L’impiego più diffuso è al livello più semplice: l’Ai è usata per velocizzare ed efficientare operazioni di supporto operativo (traduzioni, trascrizioni etc.) o di creazione di contenuti. Il 14% dei musei, monumenti e aree archeologiche italiani già fa uso dell’Ai per creare testi per la newsletter o immagini per i post social. In secondo luogo è usata per l’automazione di servizi a media complessità, che può comportare la necessità di istruire l’algoritmo con informazioni specifiche detenute dall’istituzione culturale. A questo livello, la prima area riguarda l’offerta di servizi al pubblico come i chatbot, ma non solo, proposti dal 3% dei musei italiani. Questo ambito è in grande fermento anche a livello internazionale. Lo Smithsonian American Art Museum, ad esempio, ha creato un’app che permette di dialogare con la propria audioguida, personalizzandola in base alle preferenze dell’utente. Il valore di questa app è che è fruibile dall’utente sul proprio smartphone: il museo può quindi comunicare con il visitatore prima della visita e dopo la visita, una opportunità interessante anche in termini di marketing culturale.

Gli archivi raccontano storie con i chatbot

La gestione archivistica rappresenta una seconda area di utilizzo, in particolare per attività di rapida creazione di didascalie e descrizioni o di metadatazione. Ad esempio, al Science Museum Group di Londra si utilizza un sistema di riconoscimento delle immagini per generare nuovi tag e parole chiave utili nel processo di digitalizzazione dell’archivio. A Torino invece sta nascendo Ama Gramsci, un chatbot di Ai generativa in grado di dialogare con l’utente. «Il progetto si inserisce in un percorso di digitalizzazione del nostro patrimonio che ora si è concretizzato con un bando per la trasformazione digitale della Fondazione Compagnia di San Paolo – spiega Matteo D’Ambrosio, direttore della Fondazione Istituto piemontese Antonio Gramsci – Il chatbot restituirà percorsi narrativi sulla base di un primo nucleo di un centinaio di documenti, già digitalizzati». Si tratta di documenti selezionati dai fondi archivistici “Ezio Bosso” e del “Circolo culturale Arturo Toscanini”. L’ambizione del progetto – in co-progettazione con l’azienda Dm Cultura – è poi estendere il chatbot a tutti quei corpi documentari che possano raccontare delle storie. L’obiettivo è rendere questo patrimonio fruibile da tutti, grazie a un team interdisciplinare di archivisti e comunicatori, ai quali è stato proposto subito un percorso di formazione.
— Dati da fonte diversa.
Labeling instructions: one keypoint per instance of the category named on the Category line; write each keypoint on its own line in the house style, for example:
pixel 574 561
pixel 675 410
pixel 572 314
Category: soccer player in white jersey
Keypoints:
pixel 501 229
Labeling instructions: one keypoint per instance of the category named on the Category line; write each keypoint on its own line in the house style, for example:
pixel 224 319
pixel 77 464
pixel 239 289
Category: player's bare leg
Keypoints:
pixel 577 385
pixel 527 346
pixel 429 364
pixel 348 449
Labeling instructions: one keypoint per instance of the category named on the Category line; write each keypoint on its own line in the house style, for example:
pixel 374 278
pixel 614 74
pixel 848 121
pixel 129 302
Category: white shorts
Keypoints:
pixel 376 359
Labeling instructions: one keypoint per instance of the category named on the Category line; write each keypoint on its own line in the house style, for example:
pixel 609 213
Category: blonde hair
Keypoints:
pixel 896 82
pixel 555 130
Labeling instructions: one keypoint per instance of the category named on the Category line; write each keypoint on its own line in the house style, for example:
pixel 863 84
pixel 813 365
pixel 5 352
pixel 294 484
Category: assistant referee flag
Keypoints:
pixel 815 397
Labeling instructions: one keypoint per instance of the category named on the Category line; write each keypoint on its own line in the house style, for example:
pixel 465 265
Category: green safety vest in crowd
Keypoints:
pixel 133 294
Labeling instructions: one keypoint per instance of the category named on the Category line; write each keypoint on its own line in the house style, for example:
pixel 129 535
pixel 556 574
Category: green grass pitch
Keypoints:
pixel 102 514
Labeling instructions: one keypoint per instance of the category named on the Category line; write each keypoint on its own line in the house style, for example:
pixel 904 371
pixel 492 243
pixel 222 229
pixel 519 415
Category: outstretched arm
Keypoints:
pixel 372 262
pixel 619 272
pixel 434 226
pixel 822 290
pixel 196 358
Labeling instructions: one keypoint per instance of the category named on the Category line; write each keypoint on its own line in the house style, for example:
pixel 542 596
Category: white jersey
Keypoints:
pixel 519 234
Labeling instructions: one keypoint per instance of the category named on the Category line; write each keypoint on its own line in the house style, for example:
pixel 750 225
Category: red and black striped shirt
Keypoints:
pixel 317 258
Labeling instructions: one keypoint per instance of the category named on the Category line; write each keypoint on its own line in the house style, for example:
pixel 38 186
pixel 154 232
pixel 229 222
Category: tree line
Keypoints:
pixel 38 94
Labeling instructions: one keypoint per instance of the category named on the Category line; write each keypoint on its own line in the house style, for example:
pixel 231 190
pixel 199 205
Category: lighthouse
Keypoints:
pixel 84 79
Il risultato sarà interessante anche per gli addetti ai lavoro, i ricercatori, che troveranno peraltro il collegamento alla fonte documentale attraverso 9centRo, la piattaforma digitale degli archivi del Polo del ’900. Il sottostante è tutto un lavoro di metadatazione molto accurato.

«Catalogare, metadatare le opere, scrivere le didascalie, sono tutte operazioni che sinora sono state fatte in modo manuale, artigianale. Avere una macchina che fa questo lavoro in pochissimo tempo e a minori costi è un risvolto interessante – spiega Eleonora Lorenzini, direttrice dell’Osservatorio del PoliMi – Come interessante è l’analisi quantitativa e qualitativa per indagare i pubblici, le valutazioni online ecc. L’Ia può velocizzare il processo e offrire dashboard più avanzate». La National Gallery di Londra per esempio utilizza una piattaforma basata su AI per prevedere trend di affluenza sulla base di dati relativi alle presenze turistiche o all’attività online degli utenti.